Tuesday, October 12, 2010

Let's Get the Love Back

 

  Remember when you first met your husband, wife or partner, & that feeling you felt deep inside you?  The butterflies in your stomach, your heart felt like it was going to beat out of your chest & you felt like nothing else in the world mattered but you two.  Then REAL life happens . . . work, bills, kids, keeping up on the house & so on.  Well that fire that you felt inside at one point in your lives, can start to burn out after awhile & that's ok!  It’s normal!  A relationship takes commitment & some work, but you can make it fun work!  I have been there!  Where it seems like you will never feel those feelings again like you did before.  I thought to myself, “I have another 60 plus years with this man, so I better get to figuring this thing out!”  That’s when I decided to do some research & get ideas on how to keep my love alive & get that fire started back up again. 

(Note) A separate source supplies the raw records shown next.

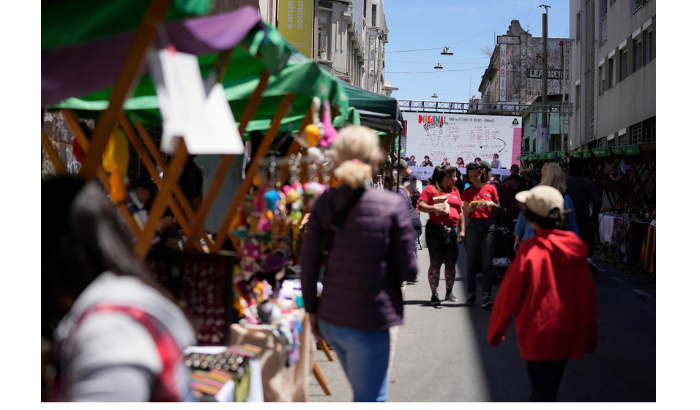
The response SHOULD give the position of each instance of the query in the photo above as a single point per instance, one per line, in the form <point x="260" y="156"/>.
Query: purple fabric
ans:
<point x="368" y="259"/>
<point x="86" y="68"/>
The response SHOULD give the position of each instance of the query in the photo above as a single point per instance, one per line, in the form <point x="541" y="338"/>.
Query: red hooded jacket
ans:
<point x="551" y="291"/>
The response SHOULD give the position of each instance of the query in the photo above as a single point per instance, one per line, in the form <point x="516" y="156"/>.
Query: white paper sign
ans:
<point x="204" y="121"/>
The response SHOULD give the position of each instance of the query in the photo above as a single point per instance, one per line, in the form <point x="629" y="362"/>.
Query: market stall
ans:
<point x="265" y="94"/>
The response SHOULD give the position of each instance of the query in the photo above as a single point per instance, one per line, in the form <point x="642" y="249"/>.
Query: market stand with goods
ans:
<point x="236" y="272"/>
<point x="625" y="177"/>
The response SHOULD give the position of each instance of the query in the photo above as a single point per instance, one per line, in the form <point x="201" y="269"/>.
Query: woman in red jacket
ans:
<point x="551" y="289"/>
<point x="444" y="230"/>
<point x="481" y="204"/>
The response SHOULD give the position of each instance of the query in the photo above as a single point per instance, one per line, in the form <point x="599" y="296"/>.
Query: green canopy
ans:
<point x="305" y="79"/>
<point x="68" y="22"/>
<point x="626" y="150"/>
<point x="601" y="152"/>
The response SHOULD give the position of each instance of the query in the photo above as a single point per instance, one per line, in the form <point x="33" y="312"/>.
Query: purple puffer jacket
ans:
<point x="368" y="259"/>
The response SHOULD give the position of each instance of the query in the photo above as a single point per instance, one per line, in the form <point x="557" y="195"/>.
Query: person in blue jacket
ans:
<point x="552" y="175"/>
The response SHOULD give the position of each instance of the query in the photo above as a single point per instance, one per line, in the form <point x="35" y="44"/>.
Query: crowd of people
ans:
<point x="97" y="299"/>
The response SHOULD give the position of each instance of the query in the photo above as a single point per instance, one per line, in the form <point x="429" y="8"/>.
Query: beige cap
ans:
<point x="541" y="200"/>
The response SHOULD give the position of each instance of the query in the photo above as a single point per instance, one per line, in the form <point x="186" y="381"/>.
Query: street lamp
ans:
<point x="446" y="52"/>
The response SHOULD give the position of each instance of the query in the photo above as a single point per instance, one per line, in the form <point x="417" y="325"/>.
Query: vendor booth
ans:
<point x="233" y="262"/>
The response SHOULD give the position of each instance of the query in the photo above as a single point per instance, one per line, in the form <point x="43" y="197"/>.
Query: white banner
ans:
<point x="464" y="136"/>
<point x="502" y="73"/>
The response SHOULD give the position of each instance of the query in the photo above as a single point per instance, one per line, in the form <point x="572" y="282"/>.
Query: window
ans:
<point x="649" y="130"/>
<point x="322" y="44"/>
<point x="578" y="97"/>
<point x="623" y="64"/>
<point x="648" y="50"/>
<point x="578" y="27"/>
<point x="603" y="21"/>
<point x="636" y="134"/>
<point x="637" y="55"/>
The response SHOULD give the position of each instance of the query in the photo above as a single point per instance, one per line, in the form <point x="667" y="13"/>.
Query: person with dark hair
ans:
<point x="481" y="203"/>
<point x="118" y="337"/>
<point x="444" y="229"/>
<point x="551" y="291"/>
<point x="496" y="163"/>
<point x="587" y="202"/>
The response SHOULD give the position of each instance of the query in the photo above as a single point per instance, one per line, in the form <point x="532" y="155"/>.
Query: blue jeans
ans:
<point x="364" y="355"/>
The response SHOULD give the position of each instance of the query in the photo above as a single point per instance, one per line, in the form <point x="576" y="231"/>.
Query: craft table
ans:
<point x="280" y="383"/>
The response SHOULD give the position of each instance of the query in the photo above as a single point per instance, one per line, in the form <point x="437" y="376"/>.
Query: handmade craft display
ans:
<point x="268" y="230"/>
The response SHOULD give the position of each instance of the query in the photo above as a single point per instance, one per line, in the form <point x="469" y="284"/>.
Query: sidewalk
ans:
<point x="442" y="355"/>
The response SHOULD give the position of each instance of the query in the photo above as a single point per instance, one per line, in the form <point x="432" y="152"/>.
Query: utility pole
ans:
<point x="545" y="79"/>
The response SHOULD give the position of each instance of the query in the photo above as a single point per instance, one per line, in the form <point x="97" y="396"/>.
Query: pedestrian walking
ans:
<point x="552" y="175"/>
<point x="481" y="204"/>
<point x="369" y="239"/>
<point x="551" y="291"/>
<point x="444" y="230"/>
<point x="587" y="203"/>
<point x="118" y="337"/>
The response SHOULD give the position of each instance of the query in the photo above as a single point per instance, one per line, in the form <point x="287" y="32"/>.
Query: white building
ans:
<point x="614" y="72"/>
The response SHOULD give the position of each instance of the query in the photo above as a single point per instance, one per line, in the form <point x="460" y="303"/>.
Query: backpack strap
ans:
<point x="338" y="220"/>
<point x="165" y="388"/>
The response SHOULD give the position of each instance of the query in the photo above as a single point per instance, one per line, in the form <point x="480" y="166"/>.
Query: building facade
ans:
<point x="351" y="42"/>
<point x="514" y="77"/>
<point x="614" y="72"/>
<point x="348" y="37"/>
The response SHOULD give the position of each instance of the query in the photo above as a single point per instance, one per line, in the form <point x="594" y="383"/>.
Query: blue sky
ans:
<point x="466" y="26"/>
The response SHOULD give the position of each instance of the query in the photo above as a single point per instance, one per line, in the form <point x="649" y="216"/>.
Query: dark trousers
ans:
<point x="480" y="236"/>
<point x="440" y="253"/>
<point x="588" y="236"/>
<point x="545" y="377"/>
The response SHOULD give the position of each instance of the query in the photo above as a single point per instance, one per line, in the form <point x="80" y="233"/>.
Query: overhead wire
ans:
<point x="471" y="37"/>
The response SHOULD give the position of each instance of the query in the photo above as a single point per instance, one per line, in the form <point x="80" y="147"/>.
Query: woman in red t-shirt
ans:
<point x="441" y="232"/>
<point x="480" y="206"/>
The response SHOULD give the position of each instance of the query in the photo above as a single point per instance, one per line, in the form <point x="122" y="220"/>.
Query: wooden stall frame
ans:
<point x="183" y="202"/>
<point x="135" y="227"/>
<point x="51" y="153"/>
<point x="227" y="160"/>
<point x="143" y="242"/>
<point x="264" y="147"/>
<point x="123" y="87"/>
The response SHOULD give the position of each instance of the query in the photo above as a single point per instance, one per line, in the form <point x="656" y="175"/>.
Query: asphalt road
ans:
<point x="442" y="355"/>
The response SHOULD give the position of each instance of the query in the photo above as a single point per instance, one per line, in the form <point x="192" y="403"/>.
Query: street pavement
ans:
<point x="442" y="354"/>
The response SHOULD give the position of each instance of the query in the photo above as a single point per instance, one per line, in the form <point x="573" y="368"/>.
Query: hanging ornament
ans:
<point x="329" y="133"/>
<point x="115" y="161"/>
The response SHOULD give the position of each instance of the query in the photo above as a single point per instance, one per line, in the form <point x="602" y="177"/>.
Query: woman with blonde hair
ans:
<point x="369" y="239"/>
<point x="552" y="175"/>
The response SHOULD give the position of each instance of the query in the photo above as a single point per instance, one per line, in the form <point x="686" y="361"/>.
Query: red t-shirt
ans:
<point x="487" y="192"/>
<point x="452" y="199"/>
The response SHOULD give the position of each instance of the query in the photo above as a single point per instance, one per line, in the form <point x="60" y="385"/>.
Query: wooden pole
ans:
<point x="150" y="24"/>
<point x="143" y="243"/>
<point x="253" y="168"/>
<point x="227" y="160"/>
<point x="183" y="218"/>
<point x="53" y="156"/>
<point x="295" y="148"/>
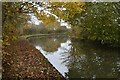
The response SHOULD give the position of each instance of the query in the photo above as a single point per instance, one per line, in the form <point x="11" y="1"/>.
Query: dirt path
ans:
<point x="22" y="60"/>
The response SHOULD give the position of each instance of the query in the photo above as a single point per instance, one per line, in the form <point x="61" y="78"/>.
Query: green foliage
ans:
<point x="100" y="21"/>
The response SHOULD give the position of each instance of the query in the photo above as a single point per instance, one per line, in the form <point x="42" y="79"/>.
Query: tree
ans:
<point x="100" y="21"/>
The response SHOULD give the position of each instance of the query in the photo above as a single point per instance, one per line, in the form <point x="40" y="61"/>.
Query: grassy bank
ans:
<point x="22" y="60"/>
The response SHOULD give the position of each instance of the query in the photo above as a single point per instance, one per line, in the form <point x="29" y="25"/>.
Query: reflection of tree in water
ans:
<point x="49" y="44"/>
<point x="87" y="60"/>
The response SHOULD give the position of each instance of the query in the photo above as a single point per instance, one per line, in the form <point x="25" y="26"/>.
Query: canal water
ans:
<point x="79" y="59"/>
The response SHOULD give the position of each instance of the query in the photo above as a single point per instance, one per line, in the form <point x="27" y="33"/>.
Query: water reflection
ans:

  There are many things you can do to get back, & keep, that spark in your relationship, (which I will be adding different ideas in other posts), but this is one idea I came across that will bring you & your partner closer.  Both people in the relationship, make a list of 10 things that most make you feel loved & cared about.  Be specific, positive & descriptive.  Write what you want, instead of what you don’t want, & how much of what you want & when you want it.  Be as specific as possible, so that your partner can be successful at loving you.  Think of things that make you feel truly loved & cared for.  Start each sentence like this, "I feel loved when . . .”  Some examples might be “I feel loved when . . . you kiss me & tell me you love me each time you leave the house” or . . . “the house & kids are clean when I get home from work”

  Many people may find that what their partner needs & wants the most, may seem difficult for them to do.  Love is not always easy.  Sometimes love requires doing things you don’t want to do or don’t like to do, but knowing that there is a reason behind it.  I love these words; “Love is not just a feeling.  Love is an action.  Love is a choice.  When an action doesn’t come naturally it is an even greater gift of love.” By Laura M. Brotherson

  When you're both finished, share with each other what you both wrote.  BOTH of you commit to do at least one thing every day that makes your partner feel loved.  Try it for awhile, then get back together & talk about how things went & maybe change your lists up a bit. I got this idea from the book, “And They Were Not Ashamed” by Laura M. Brotherson, CFLE.  This book also has many other ideas to strengthen your marriage.  It was turned out really well when my husband & I did this activity.  It really gets you thinking about the other person, instead of yourself. 

  Let me know how this turns out for you & your relationship!  Can't wait to hear from you all!!